Seems fitting now that as some things come to an end there are new things blossoming under the surface. I never imagined that this is what my life was going to look like a year ago. It’s a bit terrifying not knowing what’s going to be on the other side.
It’s horrible until you know. Sometimes the unknown is safe, but frustrating. You don’t want to keep living in the same day over and over again, but it’s comfortable. As soon as you know that change is coming you start to panic, you are out of your comfort zone. What will you do?
I’d like to say I have a plan. In fact, I have several. Are all of them realistic? I’d like them to be. I’d love to be my own boss and do as I please for the rest of my life. I’d love to go home and have everything work out with the person I’m talking to. I’d love to not have this ache in my heart anymore. But not everything you want works out.
I feel….numb? Not sure if that’s the right word. I’m sad as you might imagine. I’m relieved I don’t have to compete anymore.

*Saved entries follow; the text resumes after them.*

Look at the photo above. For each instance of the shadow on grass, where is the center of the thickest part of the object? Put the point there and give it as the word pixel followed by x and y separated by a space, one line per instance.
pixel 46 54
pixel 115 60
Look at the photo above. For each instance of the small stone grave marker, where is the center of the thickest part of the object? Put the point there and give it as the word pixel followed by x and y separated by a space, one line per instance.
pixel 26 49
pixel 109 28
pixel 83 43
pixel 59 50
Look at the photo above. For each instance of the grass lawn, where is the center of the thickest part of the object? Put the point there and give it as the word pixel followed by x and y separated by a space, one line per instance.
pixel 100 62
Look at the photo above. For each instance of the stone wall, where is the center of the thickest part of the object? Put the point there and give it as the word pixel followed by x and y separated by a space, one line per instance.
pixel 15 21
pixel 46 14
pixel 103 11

I’m hurting in a way I didn’t want to. I’m terrified of what comes next. I’m so excited to finally be coming home. It’s a lot of emotions that I haven’t fully processed so they’re all rolling around.

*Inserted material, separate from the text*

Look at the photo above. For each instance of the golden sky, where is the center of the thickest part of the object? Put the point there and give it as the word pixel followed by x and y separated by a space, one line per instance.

It’s going to be good. I have to keep telling myself that I’m bound for something better. Everything has happened for a reason, whether it is by my own self sabotage or not. That’s something I’ll work out in therapy. Maybe I need to stop and look at where I am instead of always looking for something better. But why shouldn’t I? Why settle if I can have it all?

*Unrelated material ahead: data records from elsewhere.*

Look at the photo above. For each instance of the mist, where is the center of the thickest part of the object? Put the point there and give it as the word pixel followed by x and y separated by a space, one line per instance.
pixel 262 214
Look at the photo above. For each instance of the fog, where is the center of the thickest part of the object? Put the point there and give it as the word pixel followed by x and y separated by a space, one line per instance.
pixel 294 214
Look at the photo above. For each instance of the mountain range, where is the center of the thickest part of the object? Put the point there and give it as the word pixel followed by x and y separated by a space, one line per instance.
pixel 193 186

Maybe I’ll never really be happy. Maybe I’ll always be the teacher for someone else. Maybe I’ll never learn how to break out of the cycle I’ve been in for so long. The next couple weeks are going to be tumultuous, but I’ll get through it. Just like always. It’s the end of another book to be put on the shelf that is my life. We’ll see what the next one looks like.
Thanks for always allowing me to feel my feelings and being with me on the journey.